Google Nexus 10: What to expect

With the success of Google’s Nexus 7, it’s no surprise the search engine giant has moved up the size scale.

As Google’s Nexus 10 about to hit the shelves, we take a look at what to expect from the new larger tablet.

Manufactured by Korean firm Samsung, it is entering a very crowded market to take on the likes of the full-size iPad, Samsung’s very own Galaxy Note 10.1 and the Microsoft Surface.

But it is going into the battle for consumers’ cash with a whole lot to offer. The 300 pixels per inch on the Google Nexus 10 make it the highest resolution tablet display out there at the moment. That’s the sort of resolution you would usually see on a 30 inch computer monitor. If you compare it with the iPad, that has 264 pixels per inch.

As most pictures on the internet simply don’t have that level of resolution, they do start to look a bit blurry when viewing some websites. But, for gamers and movie fans, the Nexus 10 is a delight.

As more and more movies are released in HD, the Nexus 10 comes into its own, especially when you consider that the stunning picture quality is teamed with dual front-facing stereo speakers which provide great on-board audio.

There’s also wireless display support, which means the tablet can interact directly with your HD TV.

Powered by a 1.7GHz dual-core processor and 2GB of RAM, the Nexus 10 is smooth, fast and fluid, with multitasking being a particular strength.

Another advantage of the new Nexus 10 will be fast upgrades as Nexus devices get their software within a week or two directly from Google.

Battery life is impressive too, with Google promising nine hours of non-stop video streaming or seven hours of continuous web browsing.

Storage could, however, be an issue as you’re stuck with what you buy – there’s no SD card for external storage. King of the internet Google will, understandably, be putting the focus on cloud storage when it comes to its devices.

If you’re going on looks alone though, it doesn’t have the aesthetic appeal of Apple’s iPad. The Nexus 10 is sleek and smooth, feeling solid and sitting nicely in your hands with its rounded style. But it has none of the elegance of the iPad.

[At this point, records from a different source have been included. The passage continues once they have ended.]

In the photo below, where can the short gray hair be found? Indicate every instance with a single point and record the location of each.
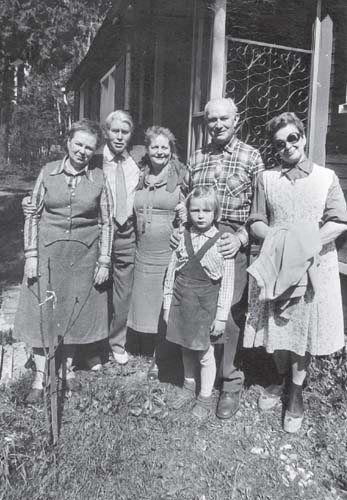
(122, 115)
(229, 100)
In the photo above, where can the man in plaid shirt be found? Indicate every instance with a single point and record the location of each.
(231, 166)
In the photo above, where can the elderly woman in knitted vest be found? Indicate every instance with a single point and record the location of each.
(67, 246)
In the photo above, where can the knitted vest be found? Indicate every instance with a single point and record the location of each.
(70, 214)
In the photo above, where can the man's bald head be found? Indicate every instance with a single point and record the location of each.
(221, 118)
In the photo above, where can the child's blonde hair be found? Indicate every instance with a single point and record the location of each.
(205, 192)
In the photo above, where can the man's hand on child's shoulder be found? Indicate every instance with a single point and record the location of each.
(217, 328)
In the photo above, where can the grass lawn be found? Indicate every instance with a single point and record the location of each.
(120, 440)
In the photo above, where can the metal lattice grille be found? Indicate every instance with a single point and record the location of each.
(265, 80)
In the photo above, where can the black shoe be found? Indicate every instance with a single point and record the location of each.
(153, 371)
(34, 396)
(228, 404)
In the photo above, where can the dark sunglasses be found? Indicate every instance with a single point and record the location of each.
(292, 138)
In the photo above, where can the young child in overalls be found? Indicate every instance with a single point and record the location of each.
(198, 291)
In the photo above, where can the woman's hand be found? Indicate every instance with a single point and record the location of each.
(217, 328)
(228, 245)
(28, 207)
(30, 268)
(101, 274)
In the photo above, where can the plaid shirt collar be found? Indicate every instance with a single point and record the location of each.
(63, 168)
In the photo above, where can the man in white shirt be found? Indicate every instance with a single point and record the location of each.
(122, 173)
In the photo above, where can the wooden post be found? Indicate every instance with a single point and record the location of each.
(320, 85)
(127, 83)
(218, 50)
(51, 360)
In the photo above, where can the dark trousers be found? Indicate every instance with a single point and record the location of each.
(230, 373)
(123, 260)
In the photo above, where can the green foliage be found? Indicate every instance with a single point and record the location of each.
(121, 439)
(41, 41)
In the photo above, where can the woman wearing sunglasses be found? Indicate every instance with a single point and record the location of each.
(295, 308)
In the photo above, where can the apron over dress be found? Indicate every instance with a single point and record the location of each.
(194, 302)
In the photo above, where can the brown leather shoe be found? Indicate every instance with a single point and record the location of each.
(34, 396)
(72, 385)
(228, 404)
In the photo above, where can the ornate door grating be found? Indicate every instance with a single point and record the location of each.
(265, 80)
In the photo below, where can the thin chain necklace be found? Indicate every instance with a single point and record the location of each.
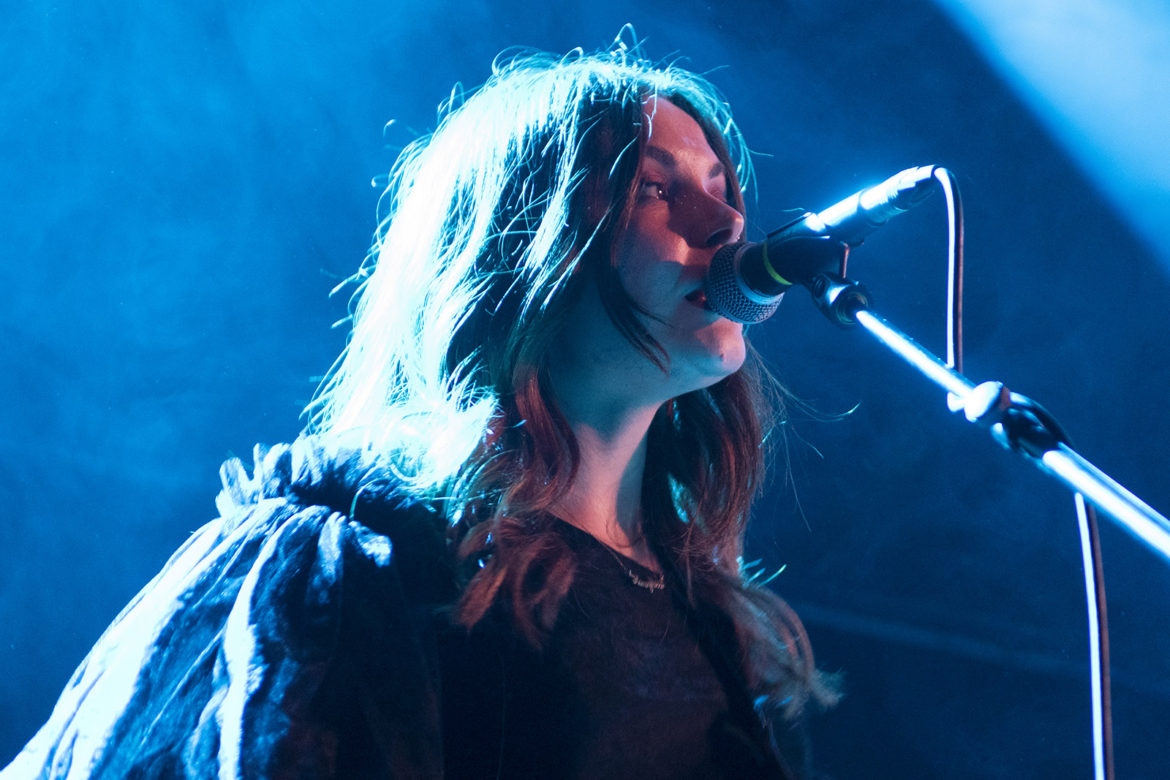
(652, 584)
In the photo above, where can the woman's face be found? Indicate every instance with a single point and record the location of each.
(680, 219)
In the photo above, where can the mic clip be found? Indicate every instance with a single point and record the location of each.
(838, 297)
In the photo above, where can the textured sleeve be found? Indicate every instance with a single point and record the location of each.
(276, 643)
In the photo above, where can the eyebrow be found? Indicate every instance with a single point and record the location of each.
(666, 158)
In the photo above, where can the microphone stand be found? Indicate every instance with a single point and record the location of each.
(1016, 421)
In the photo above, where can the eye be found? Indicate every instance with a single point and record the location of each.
(651, 190)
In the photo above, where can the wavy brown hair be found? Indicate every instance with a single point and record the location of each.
(491, 230)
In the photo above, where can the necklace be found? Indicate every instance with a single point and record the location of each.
(656, 581)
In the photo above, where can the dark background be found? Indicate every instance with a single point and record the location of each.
(185, 183)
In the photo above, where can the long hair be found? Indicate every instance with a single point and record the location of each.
(493, 226)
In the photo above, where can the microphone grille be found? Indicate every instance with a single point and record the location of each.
(725, 291)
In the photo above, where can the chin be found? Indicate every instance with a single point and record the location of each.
(717, 360)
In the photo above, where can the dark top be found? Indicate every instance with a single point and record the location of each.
(295, 637)
(621, 689)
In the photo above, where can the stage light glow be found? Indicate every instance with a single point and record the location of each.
(1095, 74)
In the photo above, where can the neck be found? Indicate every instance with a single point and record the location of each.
(605, 496)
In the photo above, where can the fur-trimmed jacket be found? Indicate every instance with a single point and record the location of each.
(283, 640)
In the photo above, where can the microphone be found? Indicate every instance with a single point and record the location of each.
(747, 281)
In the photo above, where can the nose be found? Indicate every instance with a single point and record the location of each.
(714, 222)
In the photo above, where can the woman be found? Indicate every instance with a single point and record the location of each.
(508, 544)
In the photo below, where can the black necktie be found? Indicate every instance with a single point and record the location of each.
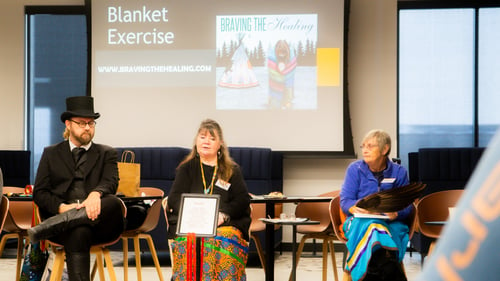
(77, 153)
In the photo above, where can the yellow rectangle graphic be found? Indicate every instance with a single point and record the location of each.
(328, 66)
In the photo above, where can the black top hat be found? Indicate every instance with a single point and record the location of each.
(82, 106)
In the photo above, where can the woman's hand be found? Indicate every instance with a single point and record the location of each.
(66, 207)
(392, 216)
(358, 210)
(92, 205)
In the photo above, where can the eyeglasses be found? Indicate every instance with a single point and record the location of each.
(84, 124)
(368, 146)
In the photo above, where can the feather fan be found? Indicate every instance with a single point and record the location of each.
(392, 200)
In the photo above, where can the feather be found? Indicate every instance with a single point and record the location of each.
(391, 200)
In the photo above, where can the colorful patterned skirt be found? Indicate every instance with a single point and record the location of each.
(224, 257)
(365, 236)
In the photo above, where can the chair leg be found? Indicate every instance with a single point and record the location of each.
(100, 265)
(260, 252)
(137, 250)
(109, 264)
(58, 265)
(5, 237)
(153, 253)
(299, 253)
(20, 251)
(325, 258)
(125, 258)
(170, 241)
(346, 276)
(334, 260)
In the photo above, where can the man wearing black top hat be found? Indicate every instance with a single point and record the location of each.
(74, 190)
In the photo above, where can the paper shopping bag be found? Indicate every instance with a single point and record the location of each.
(129, 173)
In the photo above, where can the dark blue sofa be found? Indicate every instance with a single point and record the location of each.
(262, 169)
(441, 169)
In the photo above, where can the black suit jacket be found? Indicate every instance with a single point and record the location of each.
(56, 172)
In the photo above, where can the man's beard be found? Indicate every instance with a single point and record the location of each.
(84, 138)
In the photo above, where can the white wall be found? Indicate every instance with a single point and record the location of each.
(371, 85)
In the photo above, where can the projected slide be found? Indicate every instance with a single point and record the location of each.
(267, 66)
(257, 59)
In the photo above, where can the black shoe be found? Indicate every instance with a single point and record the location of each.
(59, 223)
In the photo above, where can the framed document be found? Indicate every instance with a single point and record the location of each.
(198, 214)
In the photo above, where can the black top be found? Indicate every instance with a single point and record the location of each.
(235, 201)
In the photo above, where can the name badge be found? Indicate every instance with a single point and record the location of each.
(389, 180)
(223, 184)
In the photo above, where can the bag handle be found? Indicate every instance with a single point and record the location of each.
(127, 153)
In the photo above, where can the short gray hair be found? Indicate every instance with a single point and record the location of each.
(382, 138)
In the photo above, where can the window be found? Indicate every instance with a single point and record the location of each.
(447, 77)
(56, 68)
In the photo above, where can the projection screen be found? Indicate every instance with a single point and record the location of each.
(270, 72)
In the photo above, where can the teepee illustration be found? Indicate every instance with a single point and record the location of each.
(240, 73)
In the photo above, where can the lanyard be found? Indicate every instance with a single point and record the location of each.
(210, 187)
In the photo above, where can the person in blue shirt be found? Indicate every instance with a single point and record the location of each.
(376, 246)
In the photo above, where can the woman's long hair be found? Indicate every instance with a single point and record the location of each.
(224, 162)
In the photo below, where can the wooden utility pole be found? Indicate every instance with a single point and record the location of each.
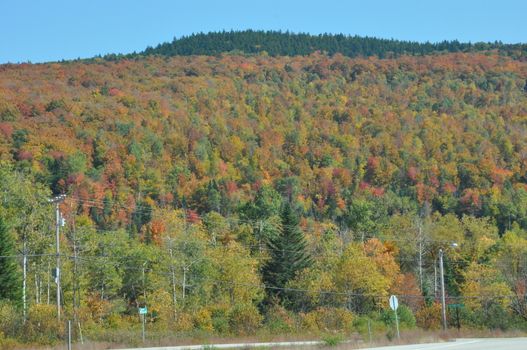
(57, 200)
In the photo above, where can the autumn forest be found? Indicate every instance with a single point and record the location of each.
(240, 193)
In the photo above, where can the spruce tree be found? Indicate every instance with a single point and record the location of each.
(288, 254)
(10, 287)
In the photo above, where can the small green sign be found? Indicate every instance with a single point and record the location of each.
(456, 305)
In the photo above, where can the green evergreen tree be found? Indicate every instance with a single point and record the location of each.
(288, 255)
(10, 287)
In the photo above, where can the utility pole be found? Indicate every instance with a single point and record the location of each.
(443, 304)
(57, 200)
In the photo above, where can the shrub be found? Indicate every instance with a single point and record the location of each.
(406, 318)
(42, 325)
(279, 320)
(10, 319)
(332, 339)
(429, 317)
(328, 319)
(245, 319)
(203, 320)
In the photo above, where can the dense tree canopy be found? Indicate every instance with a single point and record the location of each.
(177, 170)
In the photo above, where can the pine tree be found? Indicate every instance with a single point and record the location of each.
(288, 254)
(10, 287)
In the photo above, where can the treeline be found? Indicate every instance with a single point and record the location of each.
(277, 43)
(245, 194)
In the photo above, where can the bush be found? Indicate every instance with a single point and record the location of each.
(203, 320)
(245, 319)
(376, 326)
(42, 325)
(429, 317)
(405, 315)
(332, 339)
(328, 319)
(279, 320)
(10, 319)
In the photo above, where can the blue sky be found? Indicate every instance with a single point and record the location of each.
(47, 30)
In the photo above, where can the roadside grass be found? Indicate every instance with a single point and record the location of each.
(329, 340)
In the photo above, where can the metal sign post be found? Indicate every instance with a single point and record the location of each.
(394, 304)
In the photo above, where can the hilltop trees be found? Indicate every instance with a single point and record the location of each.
(235, 192)
(10, 277)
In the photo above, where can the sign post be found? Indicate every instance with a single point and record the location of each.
(142, 312)
(394, 304)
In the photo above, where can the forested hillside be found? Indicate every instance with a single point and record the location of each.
(276, 43)
(235, 194)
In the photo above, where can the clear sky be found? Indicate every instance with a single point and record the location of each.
(47, 30)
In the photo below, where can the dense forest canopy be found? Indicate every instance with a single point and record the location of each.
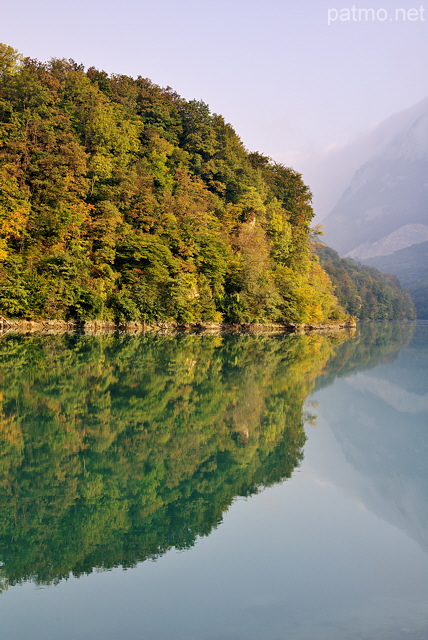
(120, 200)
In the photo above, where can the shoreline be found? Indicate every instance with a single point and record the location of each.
(45, 326)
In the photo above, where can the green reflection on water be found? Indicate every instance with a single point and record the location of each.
(114, 449)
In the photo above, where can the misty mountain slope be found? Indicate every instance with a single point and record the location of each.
(410, 265)
(382, 217)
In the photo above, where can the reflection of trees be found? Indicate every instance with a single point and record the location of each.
(373, 344)
(115, 449)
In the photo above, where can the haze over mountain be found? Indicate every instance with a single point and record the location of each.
(382, 216)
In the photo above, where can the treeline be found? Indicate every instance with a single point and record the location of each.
(365, 292)
(120, 200)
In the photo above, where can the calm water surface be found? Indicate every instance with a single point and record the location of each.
(215, 488)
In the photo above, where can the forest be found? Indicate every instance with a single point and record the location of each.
(121, 201)
(365, 292)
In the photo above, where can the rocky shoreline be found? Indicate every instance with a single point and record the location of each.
(44, 326)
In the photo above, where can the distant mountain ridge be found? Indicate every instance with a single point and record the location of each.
(384, 210)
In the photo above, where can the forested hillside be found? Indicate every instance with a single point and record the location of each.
(122, 201)
(365, 292)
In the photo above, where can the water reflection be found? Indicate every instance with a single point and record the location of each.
(379, 417)
(115, 449)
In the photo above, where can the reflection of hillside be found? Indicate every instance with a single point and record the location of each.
(373, 344)
(381, 425)
(115, 449)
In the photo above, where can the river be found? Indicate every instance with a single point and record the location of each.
(215, 487)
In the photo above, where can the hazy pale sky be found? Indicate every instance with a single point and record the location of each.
(288, 82)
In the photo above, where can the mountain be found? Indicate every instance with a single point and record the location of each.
(382, 216)
(121, 201)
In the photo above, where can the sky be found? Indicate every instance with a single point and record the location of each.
(293, 78)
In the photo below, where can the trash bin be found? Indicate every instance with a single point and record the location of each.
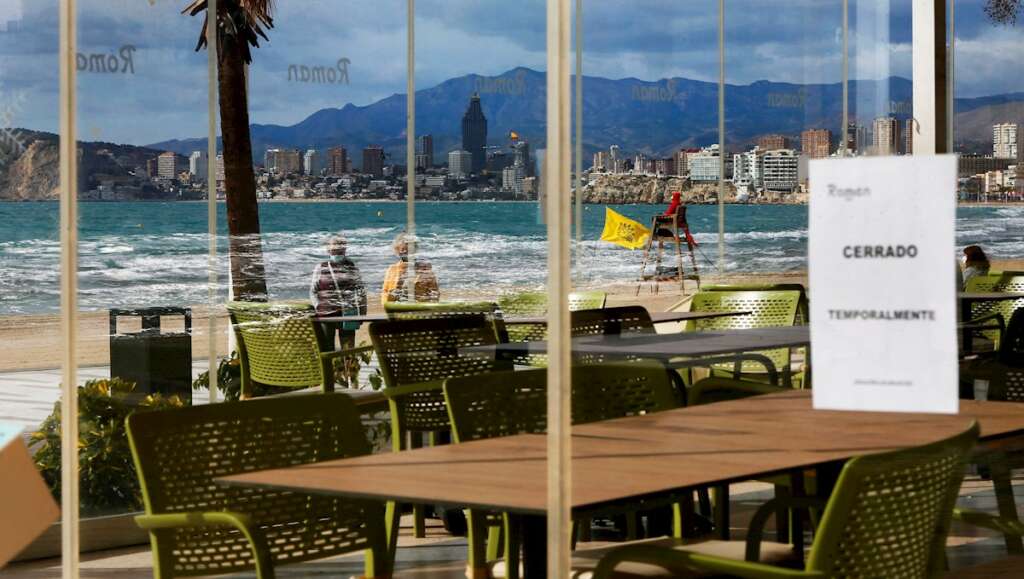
(157, 362)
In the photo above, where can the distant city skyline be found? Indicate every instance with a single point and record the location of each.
(166, 97)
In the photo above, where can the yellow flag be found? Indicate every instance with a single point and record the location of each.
(623, 231)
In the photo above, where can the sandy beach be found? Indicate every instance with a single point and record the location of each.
(33, 341)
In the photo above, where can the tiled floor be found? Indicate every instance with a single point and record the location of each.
(439, 555)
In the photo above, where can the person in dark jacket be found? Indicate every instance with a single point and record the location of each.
(337, 289)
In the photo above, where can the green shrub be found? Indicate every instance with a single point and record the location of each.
(107, 477)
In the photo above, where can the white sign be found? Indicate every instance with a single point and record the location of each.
(882, 258)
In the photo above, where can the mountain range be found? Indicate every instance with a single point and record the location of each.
(649, 117)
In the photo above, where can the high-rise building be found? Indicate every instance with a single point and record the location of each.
(373, 161)
(781, 170)
(337, 161)
(169, 165)
(474, 133)
(885, 137)
(706, 165)
(311, 163)
(815, 143)
(425, 152)
(521, 157)
(772, 141)
(1005, 140)
(460, 164)
(198, 165)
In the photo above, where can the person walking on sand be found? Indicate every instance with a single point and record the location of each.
(975, 262)
(400, 284)
(337, 289)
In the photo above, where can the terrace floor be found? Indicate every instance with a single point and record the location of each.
(442, 556)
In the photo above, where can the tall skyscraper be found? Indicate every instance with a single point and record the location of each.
(337, 161)
(885, 138)
(311, 163)
(474, 133)
(373, 161)
(460, 164)
(772, 141)
(198, 165)
(169, 165)
(1005, 140)
(815, 143)
(425, 152)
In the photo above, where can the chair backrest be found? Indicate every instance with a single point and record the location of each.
(1006, 281)
(611, 321)
(411, 352)
(803, 309)
(179, 453)
(890, 512)
(514, 403)
(430, 311)
(278, 343)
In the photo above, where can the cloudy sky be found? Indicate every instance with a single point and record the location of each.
(164, 96)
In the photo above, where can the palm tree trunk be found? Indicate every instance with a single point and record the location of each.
(245, 249)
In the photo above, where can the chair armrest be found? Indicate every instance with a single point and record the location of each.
(673, 559)
(757, 526)
(1000, 524)
(194, 520)
(731, 384)
(325, 356)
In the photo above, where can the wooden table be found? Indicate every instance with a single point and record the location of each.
(636, 457)
(656, 317)
(680, 349)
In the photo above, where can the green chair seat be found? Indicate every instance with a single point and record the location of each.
(200, 527)
(889, 515)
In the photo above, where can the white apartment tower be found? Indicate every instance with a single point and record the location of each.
(1005, 140)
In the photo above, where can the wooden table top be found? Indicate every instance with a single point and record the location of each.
(656, 317)
(707, 343)
(638, 456)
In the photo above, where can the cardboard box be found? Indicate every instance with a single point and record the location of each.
(27, 507)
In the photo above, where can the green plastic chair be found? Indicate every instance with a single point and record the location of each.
(803, 311)
(1006, 281)
(505, 404)
(416, 357)
(429, 311)
(768, 309)
(200, 527)
(889, 515)
(278, 346)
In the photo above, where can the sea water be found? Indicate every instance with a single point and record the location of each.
(139, 254)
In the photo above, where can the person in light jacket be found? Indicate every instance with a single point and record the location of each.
(337, 289)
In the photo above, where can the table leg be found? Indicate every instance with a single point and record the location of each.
(535, 546)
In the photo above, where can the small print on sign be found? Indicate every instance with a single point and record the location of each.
(882, 258)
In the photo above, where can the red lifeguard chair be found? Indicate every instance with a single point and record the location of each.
(670, 228)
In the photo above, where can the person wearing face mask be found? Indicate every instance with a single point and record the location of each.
(402, 283)
(337, 289)
(975, 263)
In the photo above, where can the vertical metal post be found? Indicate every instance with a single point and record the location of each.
(69, 294)
(930, 108)
(211, 194)
(844, 139)
(556, 169)
(411, 122)
(578, 175)
(721, 136)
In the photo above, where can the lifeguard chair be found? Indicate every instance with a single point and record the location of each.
(673, 230)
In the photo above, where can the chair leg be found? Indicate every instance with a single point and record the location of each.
(1005, 500)
(477, 546)
(722, 510)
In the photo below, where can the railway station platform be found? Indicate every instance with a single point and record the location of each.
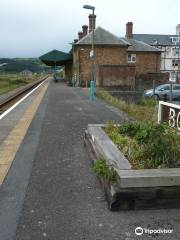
(50, 190)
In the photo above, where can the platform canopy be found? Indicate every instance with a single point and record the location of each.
(56, 58)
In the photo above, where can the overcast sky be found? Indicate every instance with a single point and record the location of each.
(30, 28)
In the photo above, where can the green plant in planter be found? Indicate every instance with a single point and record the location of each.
(147, 145)
(105, 171)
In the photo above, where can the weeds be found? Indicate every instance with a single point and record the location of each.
(144, 111)
(105, 171)
(147, 145)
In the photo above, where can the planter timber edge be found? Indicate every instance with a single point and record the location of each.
(135, 189)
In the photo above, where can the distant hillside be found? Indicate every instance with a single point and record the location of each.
(16, 65)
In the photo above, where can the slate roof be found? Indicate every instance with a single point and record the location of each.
(139, 46)
(102, 37)
(163, 40)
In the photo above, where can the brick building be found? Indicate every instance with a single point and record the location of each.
(117, 60)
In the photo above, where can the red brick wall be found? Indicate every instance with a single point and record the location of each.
(103, 55)
(147, 63)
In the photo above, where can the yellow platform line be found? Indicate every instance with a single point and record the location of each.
(11, 144)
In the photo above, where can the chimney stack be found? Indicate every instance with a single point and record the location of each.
(80, 35)
(129, 30)
(178, 30)
(92, 22)
(84, 30)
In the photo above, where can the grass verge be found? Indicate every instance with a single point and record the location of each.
(146, 110)
(9, 82)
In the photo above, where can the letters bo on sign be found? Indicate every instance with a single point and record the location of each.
(169, 113)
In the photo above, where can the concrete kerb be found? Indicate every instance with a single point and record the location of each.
(136, 189)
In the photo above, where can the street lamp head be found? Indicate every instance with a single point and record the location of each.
(89, 7)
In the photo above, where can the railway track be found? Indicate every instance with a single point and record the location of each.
(8, 101)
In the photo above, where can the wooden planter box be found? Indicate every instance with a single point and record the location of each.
(135, 189)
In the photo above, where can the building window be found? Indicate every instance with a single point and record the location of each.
(175, 62)
(175, 51)
(132, 58)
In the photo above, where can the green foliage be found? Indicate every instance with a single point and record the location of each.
(140, 112)
(9, 82)
(147, 145)
(105, 171)
(150, 102)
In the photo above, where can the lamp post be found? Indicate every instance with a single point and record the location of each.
(92, 82)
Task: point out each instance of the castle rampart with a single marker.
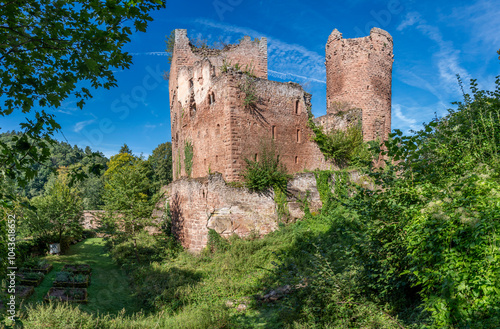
(359, 75)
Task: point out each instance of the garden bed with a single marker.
(77, 268)
(24, 291)
(37, 265)
(29, 278)
(71, 295)
(71, 279)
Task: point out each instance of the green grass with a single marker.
(109, 290)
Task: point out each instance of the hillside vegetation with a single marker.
(422, 250)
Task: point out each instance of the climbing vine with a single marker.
(281, 201)
(188, 157)
(344, 147)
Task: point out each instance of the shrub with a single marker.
(344, 147)
(267, 171)
(144, 248)
(188, 157)
(248, 87)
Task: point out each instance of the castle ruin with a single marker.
(211, 112)
(222, 108)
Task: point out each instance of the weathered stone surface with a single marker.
(208, 110)
(359, 75)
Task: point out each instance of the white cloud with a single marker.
(151, 53)
(447, 59)
(410, 20)
(289, 60)
(402, 122)
(82, 124)
(482, 18)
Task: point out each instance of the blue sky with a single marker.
(433, 41)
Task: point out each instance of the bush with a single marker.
(144, 248)
(344, 147)
(266, 172)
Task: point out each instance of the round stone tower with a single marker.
(359, 75)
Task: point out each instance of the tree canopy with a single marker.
(54, 49)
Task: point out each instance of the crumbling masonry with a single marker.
(223, 108)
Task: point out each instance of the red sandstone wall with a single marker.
(359, 73)
(195, 116)
(199, 204)
(280, 106)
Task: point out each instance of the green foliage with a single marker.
(56, 214)
(188, 157)
(248, 87)
(49, 60)
(433, 218)
(128, 199)
(267, 172)
(125, 149)
(161, 164)
(144, 248)
(170, 43)
(216, 243)
(281, 200)
(344, 147)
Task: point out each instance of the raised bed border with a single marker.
(45, 270)
(84, 284)
(66, 268)
(31, 290)
(81, 301)
(28, 282)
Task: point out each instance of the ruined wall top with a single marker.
(249, 54)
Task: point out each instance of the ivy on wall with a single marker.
(188, 157)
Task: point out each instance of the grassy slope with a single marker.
(109, 289)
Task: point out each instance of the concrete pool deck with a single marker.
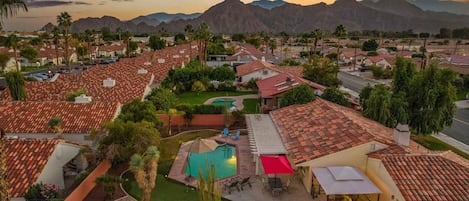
(245, 165)
(238, 100)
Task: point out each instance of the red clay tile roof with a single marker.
(277, 84)
(32, 117)
(26, 159)
(428, 177)
(320, 128)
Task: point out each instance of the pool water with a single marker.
(227, 102)
(223, 158)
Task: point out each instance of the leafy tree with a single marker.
(222, 74)
(16, 85)
(299, 95)
(198, 87)
(378, 105)
(137, 111)
(156, 43)
(322, 71)
(145, 169)
(370, 45)
(65, 21)
(431, 100)
(333, 94)
(122, 139)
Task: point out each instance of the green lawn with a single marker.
(194, 99)
(251, 106)
(165, 189)
(434, 144)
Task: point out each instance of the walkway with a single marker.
(238, 100)
(243, 156)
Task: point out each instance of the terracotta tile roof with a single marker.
(278, 84)
(26, 159)
(32, 117)
(320, 128)
(428, 177)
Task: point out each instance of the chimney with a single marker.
(83, 99)
(402, 134)
(109, 82)
(142, 71)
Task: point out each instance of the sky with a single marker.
(43, 11)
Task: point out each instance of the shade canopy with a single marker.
(202, 145)
(344, 180)
(276, 165)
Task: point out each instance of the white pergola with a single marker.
(264, 138)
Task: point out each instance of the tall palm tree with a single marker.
(65, 21)
(9, 8)
(12, 42)
(4, 194)
(145, 169)
(339, 32)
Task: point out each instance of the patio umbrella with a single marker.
(200, 146)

The price is sure to be a driving factor, at £319 for a 16GB model or £389 for the 32GB version. The iPad, for example, starts at £399 for a 16GB version.

With the momentum very much with the 7-inch market, the new Nexus 10 may struggle to win over consumers who have the likes of the new iPad mini or Kindle Fire HD on their wish list.

But John Lagerling, who is Google’s director of business development for Android, said the 10-inch category was previously “overpriced and underpowered” and Google wanted to see what it could do.

He said Google had chosen to work with Samsung because it was “in a good phase match on a high-end display, which is exactly what we wanted to do at a low-cost.”